Emerging Strategies Targeting Catabolic Muscle Stress Relief

Round 1

Reviewer 1 Report

The present review discusses novel approaches that may allow modulation of pro-catabolic factors upregulated under various wasting conditions that affect skeletal muscle. This is an excellent review, with well-organized logical structure and clear statements. The authors sequentially consider the pathways modulating muscle atrophy and then primarily focus on the ubiquitin proteasome system (UPS)-dependent degradation as the most important proteolytic pathway recognized to mediate muscle wasting.

The main strength of this review is in complete, thorough analysis of the known therapeutic treatments to inhibit muscle atrophy. The authors describe in detail the approaches based on inhibition of upstream regulators (e.g. atrophic transcription factors) and downstream components (the 26S proteasome) of the ubiquitin proteasome system. Finally, targeted small-molecule inhibition of the UPS-activating muscle-specific E3 ligase MuRF1 is discussed.

The review contains an extensive analysis of the literature, is well written and absolutely clear. I see no major flaws. In summary, it is certainly very interesting and, in my opinion, should be of great interest to the readers.

Author Response

Please see attachment.

Author Response File: Author Response.pdf

Reviewer 2 Report

Authors present a quality and well-written review that describes emerging strategies targeting catabolic muscle stress relief with focus on MuRF1 E3 ligase.

Authors discuss recent progress in understanding the molecular pathways involved in regulating skeletal muscle wasting with a focus on pro-catabolic factors, in particular the ubiquitin proteasome system and its activating muscle-specific E3 ligase MuRF1.

Comments:

- Figure 1 and Section 3.2 = please add information about Carfilzomib, a clinically approved 26S Proteasome inhibitor

- Authors are encouraged to add chemical structures of the compounds wherever appropriate (especially, Fig1 and sections 3.2, 4.2)

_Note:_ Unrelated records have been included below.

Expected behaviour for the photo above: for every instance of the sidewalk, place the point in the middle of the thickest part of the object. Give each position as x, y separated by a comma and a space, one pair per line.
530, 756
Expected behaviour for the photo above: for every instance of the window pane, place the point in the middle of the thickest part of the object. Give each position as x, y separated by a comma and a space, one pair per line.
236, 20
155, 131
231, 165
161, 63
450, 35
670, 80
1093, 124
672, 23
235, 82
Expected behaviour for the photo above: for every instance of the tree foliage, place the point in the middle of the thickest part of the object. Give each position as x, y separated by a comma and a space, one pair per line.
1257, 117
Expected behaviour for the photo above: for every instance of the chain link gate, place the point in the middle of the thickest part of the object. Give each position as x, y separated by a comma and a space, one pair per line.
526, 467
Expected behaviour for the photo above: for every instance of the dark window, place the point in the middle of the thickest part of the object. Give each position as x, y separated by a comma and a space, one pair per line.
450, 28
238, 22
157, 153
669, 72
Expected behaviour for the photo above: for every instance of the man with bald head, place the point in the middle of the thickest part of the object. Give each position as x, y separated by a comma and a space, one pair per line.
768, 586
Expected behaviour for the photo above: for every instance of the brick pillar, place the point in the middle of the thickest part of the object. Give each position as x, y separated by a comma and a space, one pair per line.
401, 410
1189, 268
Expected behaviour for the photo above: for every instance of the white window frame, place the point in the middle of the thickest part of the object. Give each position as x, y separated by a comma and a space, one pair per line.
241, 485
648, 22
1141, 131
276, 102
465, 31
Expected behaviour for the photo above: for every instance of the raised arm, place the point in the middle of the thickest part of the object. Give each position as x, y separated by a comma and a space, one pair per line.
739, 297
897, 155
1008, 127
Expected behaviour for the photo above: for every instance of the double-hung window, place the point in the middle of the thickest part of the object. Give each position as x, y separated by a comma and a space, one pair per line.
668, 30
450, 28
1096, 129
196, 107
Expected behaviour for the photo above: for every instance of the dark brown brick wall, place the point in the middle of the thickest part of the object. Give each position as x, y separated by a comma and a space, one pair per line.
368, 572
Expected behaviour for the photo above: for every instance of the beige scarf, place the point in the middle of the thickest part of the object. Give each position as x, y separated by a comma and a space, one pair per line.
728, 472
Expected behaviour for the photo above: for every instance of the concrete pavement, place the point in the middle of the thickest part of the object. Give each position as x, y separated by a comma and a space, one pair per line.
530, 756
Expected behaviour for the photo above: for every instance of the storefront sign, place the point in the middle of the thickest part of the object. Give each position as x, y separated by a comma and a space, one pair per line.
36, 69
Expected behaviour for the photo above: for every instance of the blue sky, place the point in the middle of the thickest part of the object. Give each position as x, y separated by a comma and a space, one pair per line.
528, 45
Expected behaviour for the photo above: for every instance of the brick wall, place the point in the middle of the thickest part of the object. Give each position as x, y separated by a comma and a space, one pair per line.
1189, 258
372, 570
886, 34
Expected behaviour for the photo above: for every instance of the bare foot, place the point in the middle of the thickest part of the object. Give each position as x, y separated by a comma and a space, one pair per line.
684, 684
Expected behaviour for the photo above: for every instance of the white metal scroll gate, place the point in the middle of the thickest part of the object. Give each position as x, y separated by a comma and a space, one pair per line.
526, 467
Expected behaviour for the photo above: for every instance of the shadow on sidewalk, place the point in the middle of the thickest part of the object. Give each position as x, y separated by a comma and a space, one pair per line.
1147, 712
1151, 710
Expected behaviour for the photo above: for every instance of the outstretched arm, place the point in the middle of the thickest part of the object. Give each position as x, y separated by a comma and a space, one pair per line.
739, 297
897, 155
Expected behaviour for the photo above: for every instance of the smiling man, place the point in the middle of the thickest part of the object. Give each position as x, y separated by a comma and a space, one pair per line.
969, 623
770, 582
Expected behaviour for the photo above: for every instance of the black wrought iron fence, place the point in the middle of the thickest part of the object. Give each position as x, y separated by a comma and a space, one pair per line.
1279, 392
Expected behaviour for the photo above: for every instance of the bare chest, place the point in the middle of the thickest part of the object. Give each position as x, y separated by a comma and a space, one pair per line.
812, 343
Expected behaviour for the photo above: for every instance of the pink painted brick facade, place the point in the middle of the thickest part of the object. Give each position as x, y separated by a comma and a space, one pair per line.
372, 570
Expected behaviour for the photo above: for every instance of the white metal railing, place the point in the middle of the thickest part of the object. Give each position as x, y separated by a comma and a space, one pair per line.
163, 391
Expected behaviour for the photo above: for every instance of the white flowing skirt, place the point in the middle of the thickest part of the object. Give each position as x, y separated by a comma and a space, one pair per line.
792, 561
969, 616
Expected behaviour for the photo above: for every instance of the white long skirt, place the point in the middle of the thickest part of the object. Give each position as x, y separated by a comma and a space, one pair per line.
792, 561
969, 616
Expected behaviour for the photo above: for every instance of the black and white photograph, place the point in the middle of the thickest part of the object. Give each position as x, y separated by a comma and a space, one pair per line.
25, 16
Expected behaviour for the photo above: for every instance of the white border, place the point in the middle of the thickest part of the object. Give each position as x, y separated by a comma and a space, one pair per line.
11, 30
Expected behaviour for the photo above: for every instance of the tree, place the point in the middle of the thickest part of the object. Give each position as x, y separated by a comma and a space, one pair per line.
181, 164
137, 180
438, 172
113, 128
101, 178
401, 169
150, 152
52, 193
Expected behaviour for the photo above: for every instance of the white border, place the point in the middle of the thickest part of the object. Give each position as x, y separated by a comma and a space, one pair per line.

- please consider adding a brief information about potential use of MuRF1 for development of  PROTACs

- If there is any X-ray data on MuRF1 ligase (i.e. in PDB there 1-2 of them available) = please add a figure to demonstrate tertiary structure of the protein and potential druggable pockets

- is NEDD8 (similar to SUMO) somehow involved in regulation of MuRF1 ? If yes = then please add information about its small molecule inhibitor MLN4924 as an additional regulator of MuRF1 pathway

- Please add a brief information about potential proteasome-independent role of MuRF1

- Conclusion is clearly missing elaboration on UPS/Proteasome aspect and therapeutic potential of targeting MuRF1 using small molecules

- Authors are kindly requested to cite the following article (DOI 10.3389/fphar.2018.00450) that describes RING-type E3 ubiquitin ligases as promising new therapeutic targets for regulation of inflammation and immunity

Author Response

Please see attachment.

Author Response File: Author Response.pdf

Reviewer 3 Report

This review discusses recent progress in regulating skeletal muscle wasting. This is an interesting and important paper focus on UPS-dependent degradation. These authors provided several approaches to demonstrate their conclusion.

No further comments.

Author Response

Thank you for the positive comments. 

Round 2

Reviewer 2 Report

The authors have addressed all the points. Manuscript has been improved significantly and can be accepted for publication.